ビジネス

2018.02.09

グーグル、フェイスブックの牙城を突き崩す「権力分散化」の可能性

(Photo illustration by Jeff J Mitchell/Getty Images)


その他にもWAX(Worldwide Asset eXchange)はオンラインゲームのアイテムをユーザー同士がピア・トゥ・ピアで交換できるマーケットプレイスで、これはdecentralized版メルカリとも言えると思います。

両者の違いは、WAXではブロックチェーン上の自律的でトラストレスなネットワークなので、メルカリのような運営者が介在しないこと。つまり、現在メルカリで徴収されている10%の手数料が発生しないのです。

同じ理屈でdecentralized版フェイスブックが実現すれば、運営の収益化のために表示されている邪魔な広告がなくなります。decentralized版フェイスブックと既存のフェイスブックが同時に存在すれば、ユーザーが前者を選ぶのは明らかですよね。

これから新セブンシスターズを倒す可能性があるのは、このようにブロックチェーンから生まれたサービスではないでしょうか。また、仮にdecentralized版サービスが巨大化して利己的な動きをとれば、ハードフォークが起き、さらに新たなサービスにコミュニティが移っていきます。つまり、新セブンシスターズで心配される暴走のリスクをコントロールできるのです。
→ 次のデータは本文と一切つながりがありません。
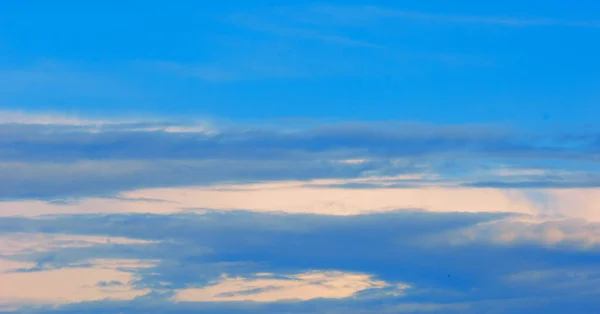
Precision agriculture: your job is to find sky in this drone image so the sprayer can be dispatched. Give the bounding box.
[0,0,600,314]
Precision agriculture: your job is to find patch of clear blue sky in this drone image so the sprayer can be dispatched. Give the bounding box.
[0,0,600,127]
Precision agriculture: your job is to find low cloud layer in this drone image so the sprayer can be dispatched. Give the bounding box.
[0,114,600,314]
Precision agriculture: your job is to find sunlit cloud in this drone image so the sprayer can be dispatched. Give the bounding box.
[173,271,410,302]
[0,262,155,305]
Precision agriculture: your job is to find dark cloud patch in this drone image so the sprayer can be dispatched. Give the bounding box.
[0,211,600,304]
[0,123,600,201]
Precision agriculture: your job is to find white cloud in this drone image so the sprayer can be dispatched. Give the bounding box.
[0,259,154,308]
[0,233,152,257]
[173,271,410,302]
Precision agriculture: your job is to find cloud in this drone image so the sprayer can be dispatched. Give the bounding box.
[0,211,598,313]
[173,271,400,302]
[0,112,598,199]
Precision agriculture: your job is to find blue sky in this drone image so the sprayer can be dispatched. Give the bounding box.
[0,0,600,314]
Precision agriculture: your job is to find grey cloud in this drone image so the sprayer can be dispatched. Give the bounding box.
[0,211,600,313]
[0,122,599,200]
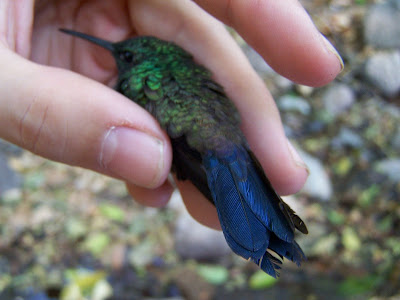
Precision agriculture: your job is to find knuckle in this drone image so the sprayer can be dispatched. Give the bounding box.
[19,98,63,158]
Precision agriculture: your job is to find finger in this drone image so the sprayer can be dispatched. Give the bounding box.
[196,0,343,86]
[126,180,174,207]
[0,49,172,188]
[130,0,308,194]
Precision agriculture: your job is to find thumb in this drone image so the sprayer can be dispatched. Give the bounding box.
[0,50,172,188]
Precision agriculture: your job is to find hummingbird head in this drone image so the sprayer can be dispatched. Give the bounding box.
[60,29,191,74]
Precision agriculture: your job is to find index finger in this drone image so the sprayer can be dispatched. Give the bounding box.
[195,0,343,86]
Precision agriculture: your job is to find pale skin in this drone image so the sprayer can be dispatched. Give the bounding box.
[0,0,342,229]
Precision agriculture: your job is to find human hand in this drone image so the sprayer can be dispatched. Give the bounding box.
[0,0,341,228]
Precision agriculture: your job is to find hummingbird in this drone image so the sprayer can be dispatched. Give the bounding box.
[60,29,308,277]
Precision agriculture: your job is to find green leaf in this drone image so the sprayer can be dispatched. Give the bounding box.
[66,269,107,293]
[100,204,125,221]
[342,227,361,251]
[358,184,381,207]
[197,265,229,285]
[84,232,110,256]
[249,270,278,290]
[327,210,346,225]
[339,276,380,296]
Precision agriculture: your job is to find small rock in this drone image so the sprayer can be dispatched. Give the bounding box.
[332,127,364,149]
[375,158,400,183]
[168,190,232,260]
[278,95,311,116]
[364,0,400,49]
[365,51,400,97]
[322,83,355,116]
[392,128,400,152]
[175,213,231,261]
[299,150,332,201]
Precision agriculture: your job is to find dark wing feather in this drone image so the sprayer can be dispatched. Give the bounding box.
[248,150,308,234]
[171,136,214,204]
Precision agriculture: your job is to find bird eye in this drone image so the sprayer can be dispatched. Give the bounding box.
[120,51,133,63]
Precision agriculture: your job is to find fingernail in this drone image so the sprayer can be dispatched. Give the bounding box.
[321,34,344,72]
[287,140,310,176]
[99,127,164,188]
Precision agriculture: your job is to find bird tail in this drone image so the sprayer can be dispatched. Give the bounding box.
[203,145,306,277]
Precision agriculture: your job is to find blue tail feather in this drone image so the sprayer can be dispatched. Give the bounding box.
[203,146,305,277]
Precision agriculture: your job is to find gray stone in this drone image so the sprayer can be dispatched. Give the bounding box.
[364,0,400,49]
[175,213,231,261]
[278,95,311,115]
[298,149,332,201]
[375,158,400,183]
[0,152,22,196]
[322,83,355,116]
[365,51,400,97]
[168,192,232,261]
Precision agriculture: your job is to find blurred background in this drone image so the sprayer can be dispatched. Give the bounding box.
[0,0,400,300]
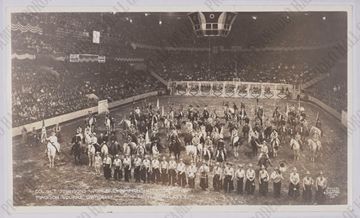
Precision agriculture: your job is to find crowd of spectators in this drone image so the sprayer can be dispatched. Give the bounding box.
[11,13,346,126]
[152,52,316,84]
[12,61,161,126]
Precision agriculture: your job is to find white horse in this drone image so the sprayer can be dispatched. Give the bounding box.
[185,145,198,163]
[290,139,300,160]
[47,142,60,168]
[105,117,111,132]
[307,138,322,162]
[88,143,96,167]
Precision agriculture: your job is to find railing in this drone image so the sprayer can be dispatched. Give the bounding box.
[169,81,298,99]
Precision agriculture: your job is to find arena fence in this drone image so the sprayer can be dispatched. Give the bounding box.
[12,91,158,137]
[168,81,298,99]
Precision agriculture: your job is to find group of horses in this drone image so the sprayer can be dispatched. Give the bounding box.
[47,101,322,169]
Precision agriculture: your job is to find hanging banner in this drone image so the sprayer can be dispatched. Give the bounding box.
[93,30,100,44]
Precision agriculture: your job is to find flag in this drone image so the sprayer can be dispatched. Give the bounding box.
[93,30,100,44]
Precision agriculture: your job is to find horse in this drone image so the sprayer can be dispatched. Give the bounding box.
[307,138,322,162]
[185,145,198,163]
[270,129,280,157]
[71,136,81,165]
[258,153,271,169]
[169,136,183,160]
[47,142,60,168]
[87,115,96,132]
[231,129,240,157]
[109,142,120,157]
[105,116,112,132]
[290,138,300,160]
[87,144,96,167]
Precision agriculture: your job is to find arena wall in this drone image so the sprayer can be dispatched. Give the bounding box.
[12,91,158,137]
[308,96,342,121]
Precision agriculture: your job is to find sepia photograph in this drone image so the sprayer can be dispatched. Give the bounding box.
[9,4,351,210]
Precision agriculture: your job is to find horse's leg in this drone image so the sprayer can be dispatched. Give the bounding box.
[48,154,51,168]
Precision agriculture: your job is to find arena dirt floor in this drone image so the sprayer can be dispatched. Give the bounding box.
[13,97,348,206]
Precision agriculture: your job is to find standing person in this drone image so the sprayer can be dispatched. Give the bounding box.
[169,156,177,186]
[40,124,47,143]
[113,154,122,180]
[302,171,314,204]
[123,154,131,182]
[21,126,28,146]
[288,167,300,199]
[245,163,255,195]
[94,151,102,175]
[160,156,169,185]
[259,165,270,196]
[235,164,245,195]
[315,171,327,204]
[187,160,197,188]
[103,154,112,180]
[224,162,234,193]
[199,161,210,191]
[176,159,186,187]
[213,162,223,191]
[134,155,143,182]
[271,167,284,198]
[141,155,151,183]
[151,157,161,183]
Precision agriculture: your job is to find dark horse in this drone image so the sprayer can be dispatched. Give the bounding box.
[169,135,183,160]
[71,135,81,165]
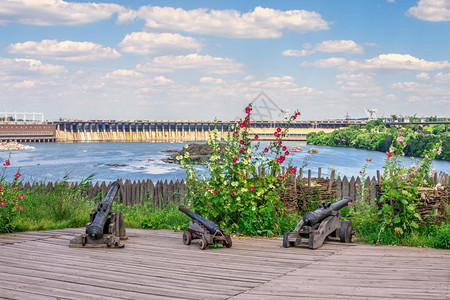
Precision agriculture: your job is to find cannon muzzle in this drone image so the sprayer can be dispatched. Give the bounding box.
[303,197,352,226]
[178,205,222,234]
[86,181,120,240]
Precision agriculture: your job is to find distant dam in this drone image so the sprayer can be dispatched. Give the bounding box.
[54,120,366,142]
[0,120,366,143]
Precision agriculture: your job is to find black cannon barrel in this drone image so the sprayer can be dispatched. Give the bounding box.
[178,205,222,234]
[303,197,352,226]
[86,181,120,240]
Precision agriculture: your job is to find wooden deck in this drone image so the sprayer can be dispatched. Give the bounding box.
[0,229,450,300]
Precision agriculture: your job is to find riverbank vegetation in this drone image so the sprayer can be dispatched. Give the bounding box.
[307,119,450,160]
[0,112,450,249]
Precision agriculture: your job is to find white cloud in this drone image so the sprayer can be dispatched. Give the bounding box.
[251,76,297,89]
[300,57,347,68]
[118,5,329,38]
[8,40,121,61]
[200,77,225,84]
[281,49,308,57]
[336,73,384,98]
[408,0,450,22]
[137,54,243,74]
[416,72,430,80]
[433,72,450,83]
[119,32,201,55]
[283,40,363,56]
[301,53,450,72]
[0,57,66,76]
[0,0,124,26]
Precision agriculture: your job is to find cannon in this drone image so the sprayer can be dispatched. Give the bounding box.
[178,205,232,250]
[69,181,128,248]
[283,197,355,249]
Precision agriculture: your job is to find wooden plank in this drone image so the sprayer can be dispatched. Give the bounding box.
[0,228,450,299]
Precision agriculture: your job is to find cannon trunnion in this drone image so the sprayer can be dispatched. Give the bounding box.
[178,205,233,250]
[283,197,355,249]
[69,181,128,248]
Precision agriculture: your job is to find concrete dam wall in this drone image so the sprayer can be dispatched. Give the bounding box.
[55,121,357,142]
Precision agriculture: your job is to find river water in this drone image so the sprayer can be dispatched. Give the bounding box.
[0,142,450,182]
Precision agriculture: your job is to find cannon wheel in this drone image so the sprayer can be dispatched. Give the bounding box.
[283,232,295,248]
[339,220,353,243]
[183,231,192,245]
[198,237,208,250]
[223,238,233,248]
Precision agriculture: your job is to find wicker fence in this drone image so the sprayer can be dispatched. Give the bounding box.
[24,168,449,208]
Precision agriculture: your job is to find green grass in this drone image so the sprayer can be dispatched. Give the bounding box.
[2,182,450,249]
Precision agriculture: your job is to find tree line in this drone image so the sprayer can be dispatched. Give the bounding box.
[307,119,450,160]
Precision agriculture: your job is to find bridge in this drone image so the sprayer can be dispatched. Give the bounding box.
[0,118,450,143]
[54,120,366,142]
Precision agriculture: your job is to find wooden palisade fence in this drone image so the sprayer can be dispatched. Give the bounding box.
[18,168,449,208]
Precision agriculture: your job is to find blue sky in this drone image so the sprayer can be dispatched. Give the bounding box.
[0,0,450,120]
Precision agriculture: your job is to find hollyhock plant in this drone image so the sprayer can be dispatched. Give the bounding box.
[0,158,25,233]
[180,105,299,235]
[378,136,442,241]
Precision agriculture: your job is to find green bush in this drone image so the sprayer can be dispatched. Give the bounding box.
[433,224,450,249]
[177,105,299,235]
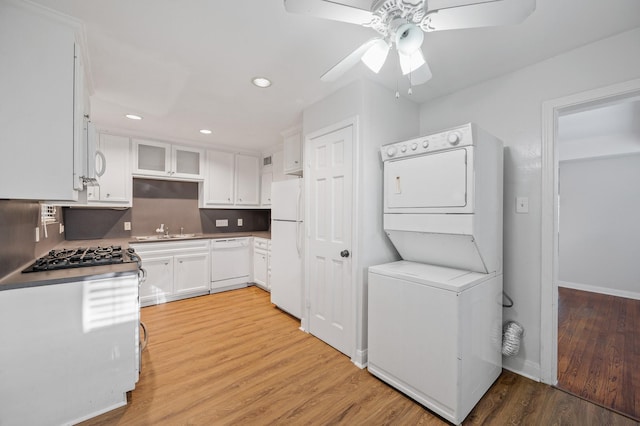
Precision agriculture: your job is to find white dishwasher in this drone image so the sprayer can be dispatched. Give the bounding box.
[211,238,251,293]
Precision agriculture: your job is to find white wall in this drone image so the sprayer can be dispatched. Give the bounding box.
[303,80,419,363]
[559,154,640,299]
[420,28,640,378]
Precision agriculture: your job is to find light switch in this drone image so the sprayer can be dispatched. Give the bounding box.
[516,197,529,213]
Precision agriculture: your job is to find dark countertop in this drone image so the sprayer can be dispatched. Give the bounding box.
[0,231,271,291]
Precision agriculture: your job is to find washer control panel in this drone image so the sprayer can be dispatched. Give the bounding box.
[380,124,473,161]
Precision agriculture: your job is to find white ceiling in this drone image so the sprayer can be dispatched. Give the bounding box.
[28,0,640,151]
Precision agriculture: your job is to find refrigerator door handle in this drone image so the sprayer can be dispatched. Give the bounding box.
[296,222,302,257]
[296,188,302,222]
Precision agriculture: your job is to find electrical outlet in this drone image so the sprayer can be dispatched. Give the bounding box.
[516,197,529,213]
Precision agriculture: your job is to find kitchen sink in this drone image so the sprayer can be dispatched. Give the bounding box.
[134,234,196,241]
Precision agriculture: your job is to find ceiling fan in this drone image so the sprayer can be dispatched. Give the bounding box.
[284,0,536,87]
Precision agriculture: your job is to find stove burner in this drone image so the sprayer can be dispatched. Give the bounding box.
[22,246,140,272]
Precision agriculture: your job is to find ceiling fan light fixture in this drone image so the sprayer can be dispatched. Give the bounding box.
[396,24,424,55]
[398,49,426,75]
[361,39,389,74]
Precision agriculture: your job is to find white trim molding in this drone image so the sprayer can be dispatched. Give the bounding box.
[556,281,640,300]
[540,79,640,385]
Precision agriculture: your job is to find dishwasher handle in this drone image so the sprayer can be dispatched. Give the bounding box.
[211,238,249,250]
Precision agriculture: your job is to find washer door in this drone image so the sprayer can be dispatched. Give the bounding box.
[384,147,473,213]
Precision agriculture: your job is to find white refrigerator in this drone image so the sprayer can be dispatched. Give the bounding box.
[271,179,304,318]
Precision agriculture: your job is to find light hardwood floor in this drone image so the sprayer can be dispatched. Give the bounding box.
[84,287,636,426]
[558,288,640,420]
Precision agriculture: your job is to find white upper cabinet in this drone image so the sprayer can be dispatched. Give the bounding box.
[282,128,302,175]
[260,172,273,207]
[236,154,260,206]
[133,139,204,180]
[87,133,132,207]
[0,0,86,201]
[200,150,235,207]
[200,150,260,208]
ネットが個人の自由を謳っていても、サービスを運営する企業が存在する以上、価値の指標は企業の利益にならざるを得ません。しかし、decentralized版サービスではいままで中央に徴集されていた利益がユーザーに行き渡ります。早期にネットワークに参加するほど多くのトークンが手に入り、ネットワークの規模が拡大するほどトークンの価値も上がります。この段階ではもはや利益という概念は存在せず、ネットワークの大きさが価値の指標になるでしょう。

バブルが弾けたあとこそ重要

decentralizationの流れは、企業だけでなく国家にも及ぶでしょう。例えば、仮想通貨がこのまま発展すれば、中央銀行が担っていた貨幣のコントロールがコミュニティに委ねられます。また、契約をプログラム上に書き込み、自動的に実行してくれるスマートコントラクトは法律によって契約が保証されない多くの国にとって革命的な存在になるはずです。

これは我々にとっても他人事ではありません。国家権力や新セブンシスターズなどが間違った方向に動いた時に、個人の権利や自由を守るための保険が必要となります。その大きな鍵になるのがdecentralizationなのです。

とはいえ、それが形になるにはまだまだ時間がかかります。現状の仮想通貨バブルは早晩弾けるはずです。ただ、アメリカのITバブルの時に、バブルの焼け野原からアマゾンやグーグルが出てきて世の中を変えていったように、今回の仮想通貨バブルも崩壊した焼け野原から、本当に世の中を変えていくdecentralizedなサービスが生まれてきて、新セブンシスターズの牙城を突き崩し、インターネットの世界を一新してくれると僕は信じています。